Local blogger Katie Allison Granju is asking about car seats. Her newish baby is growing too big for what she refers to as the baby bucket, and she's interested in reader opinions about the next seat.
Child safety seats always remind me of growing up and the seats we had when I was a child. Born in the early seventies, I'm a product of that era before seat belt laws and mandatory safety seats for children based on age and weight.
If I remember correctly, my mother told me once about the seats her children rode home in as newborns, a laundry basket lined with blankets, probably crammed safely on the floor between the front seats.
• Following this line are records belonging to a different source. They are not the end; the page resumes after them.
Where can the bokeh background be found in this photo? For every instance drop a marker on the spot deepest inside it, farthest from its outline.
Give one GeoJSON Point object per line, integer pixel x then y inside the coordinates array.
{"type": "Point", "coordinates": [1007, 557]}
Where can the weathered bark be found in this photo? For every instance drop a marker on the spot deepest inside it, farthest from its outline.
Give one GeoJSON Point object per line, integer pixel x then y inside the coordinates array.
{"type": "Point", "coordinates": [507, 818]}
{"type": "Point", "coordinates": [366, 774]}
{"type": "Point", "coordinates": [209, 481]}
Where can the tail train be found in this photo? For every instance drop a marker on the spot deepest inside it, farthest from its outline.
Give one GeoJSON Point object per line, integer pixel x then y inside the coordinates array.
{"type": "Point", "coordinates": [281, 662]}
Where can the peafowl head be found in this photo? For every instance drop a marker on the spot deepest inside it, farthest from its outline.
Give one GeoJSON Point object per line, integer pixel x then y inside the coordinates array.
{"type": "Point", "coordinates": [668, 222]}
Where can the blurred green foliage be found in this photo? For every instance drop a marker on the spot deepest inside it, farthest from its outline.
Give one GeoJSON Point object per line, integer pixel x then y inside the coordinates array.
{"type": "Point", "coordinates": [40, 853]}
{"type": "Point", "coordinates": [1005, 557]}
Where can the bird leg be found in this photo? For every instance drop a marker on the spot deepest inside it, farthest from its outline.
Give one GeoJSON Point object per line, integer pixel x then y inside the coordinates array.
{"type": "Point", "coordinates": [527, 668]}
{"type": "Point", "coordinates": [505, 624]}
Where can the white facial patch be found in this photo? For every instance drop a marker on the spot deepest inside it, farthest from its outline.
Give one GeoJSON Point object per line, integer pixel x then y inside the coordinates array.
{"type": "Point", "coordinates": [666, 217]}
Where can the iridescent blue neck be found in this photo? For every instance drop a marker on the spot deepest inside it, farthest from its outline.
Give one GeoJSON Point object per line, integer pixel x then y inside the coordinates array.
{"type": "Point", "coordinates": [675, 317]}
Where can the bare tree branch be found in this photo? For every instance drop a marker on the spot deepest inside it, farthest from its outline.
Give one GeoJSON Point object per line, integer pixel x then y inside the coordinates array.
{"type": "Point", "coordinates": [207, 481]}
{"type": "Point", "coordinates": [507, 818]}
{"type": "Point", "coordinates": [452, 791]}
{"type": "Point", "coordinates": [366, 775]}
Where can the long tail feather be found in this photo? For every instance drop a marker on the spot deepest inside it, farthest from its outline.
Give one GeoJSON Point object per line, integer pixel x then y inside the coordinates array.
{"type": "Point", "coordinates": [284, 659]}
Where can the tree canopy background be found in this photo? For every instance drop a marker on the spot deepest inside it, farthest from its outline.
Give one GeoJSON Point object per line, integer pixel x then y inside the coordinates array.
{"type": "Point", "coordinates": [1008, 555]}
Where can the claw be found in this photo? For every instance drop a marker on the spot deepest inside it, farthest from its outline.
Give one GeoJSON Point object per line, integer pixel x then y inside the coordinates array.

My brother can comment and point out how wrong my memory may be or possibly add some color commentary.
After the van broke down for the last time we rode for a few years in a Volkswagen Beetle. We had to look like the clown car family as we arrived at church and proved that you actually could fit eight or nine people in a VW Beetle. Sometime after this we moved up to a large sedan, Ford LTD, then on to a full size station wagon.
Smaller brothers sat on older brother's laps while the middle brothers got to perch on the front of the seat, kind of like staggering horizontally stacked butts. The youngest brother generally got to stand in the middle of the front seat until he was too big to stand. The nearly youngest brother would sometimes ride in the rear area beneath the rear window. The station wagon was great, but I don't remember often using the rear most seat as there was much more room if we left the seat down and just sat in the space at the back on top of the folded down seat.
Seat belts I remember as those filthy things crammed down into the seats, those things we sometimes had to pull out of the way as we searched down in the crack between the seat back and the seat itself. Once we'd retrieved our pencil or quarter or whatever, we'd cram the seat belts back down into the crack. The closest I remember coming to a seat belt for many years was, when sitting in the front seat, my mother's arm thrown out in front of us as she came to a quick stop.
I'm not waxing poetic about those heady and carefree days of yon. I'm completely fine with the fact that my children are safer in the event of an accident. Most of the time I've been driving there have been seat belt laws in effect, and all the time that I've had children there have been laws mandating that they be safely buckled in.
It's fine, good in fact, and I'm quite beyond being used to it. It's an ingrained habit to not even put the car in gear till I've made sure that all passengers are safely buckled in, and I've even taught the boys to alert me if I happen to forget and the car begins to move before they've gotten their seat belts buckled. And even through all that, it's also somehow an ingrained habit to throw my arm up sometimes when making a quick stop. It's just one more thing my mother has given me.